Morbin seorang peneliti asal Jerman mengatakan, "Sekitar 14 abad lalu, Imam Husein as berjuang melawan pemerintah lalim dan kezaliman saat itu. Beliau adalah seorang politisi yang hingga kini tidak ada sosok yang menyetarainya. Imam Husein as melihat bahwa langkah Bani Umayah hampir menghancurkan landasan-landasan Islam. Jika kondisi saat itu masih ditoleransi, Islam tidak akan tersisa. Imam Husein as dengan mengorbankan diri dan keluarga tercinta, memberikan pelajaran pengorbanan kepada umat dunia dan mengangkat nama Islam."
Morris, seorang sejarawan asal AS ketika berbicara tentang Imam Husein as, mengatakan, "Jika para penulis sejarah kami mengenal hakekat hari Asyura, mereka pasti menganggap peringatan duka kepada Imam Husein as sebagai hal yang luar biasa. Para pengikut Imam Husein as dengan menggelar pawai duka menyatakan tidak akan tunduk di bawah kehinaan kekuasaan lalim. Sebab, slogan perjuangan Imam Husein as adalah menentang kezaliman. Imam Husein as mengorbankan diri, harta bahkan keluarganya demi kemuliaan dan keagungan Islam. Untuk itu, bergabunglah untuk menempuh jalan Imam Husein as dan melepaskan diri dari kezaliman para pengikut Yazid. Kita sudah sepatutnya memilih kematian dengan mulia daripada kehidupan dengan hina. Ini adalah ringkasan ajaran Islam sebenarnya."

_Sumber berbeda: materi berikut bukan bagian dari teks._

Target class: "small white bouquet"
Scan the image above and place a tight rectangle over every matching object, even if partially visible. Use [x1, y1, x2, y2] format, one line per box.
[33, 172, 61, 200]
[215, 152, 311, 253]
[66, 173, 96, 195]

Dengan demikian, fakta-fakta tragedi Asyura menunjukkan bahwa Imam Husein as dan para pengikutnya berjuang melawan kezaliman di bawah terik matahari di tengah padang pasir. Para musuh pun tidak mengenal belas kasih mengepung Imam Husein, keluarganya dan para sahabat setianya, bahkan tak memberikan peluang kepada mereka untuk mengambil air minum di telaga yang ada di sekitar mereka. Imam Husein, keluarganya dan para sahabatnya dibiarkan kehausan. Pada puncaknya, para musuh dengan keji membantai Imam Husein as. Inilah puncak kezaliman di sepanjang sejarah sehingga tidak ada seorang pun yang menoleransi kekejian Bani Umayah. Imam Husein as adalah pelita hidayah dan kebenaran bagi setiap manusia yang mempunyai hati nurani.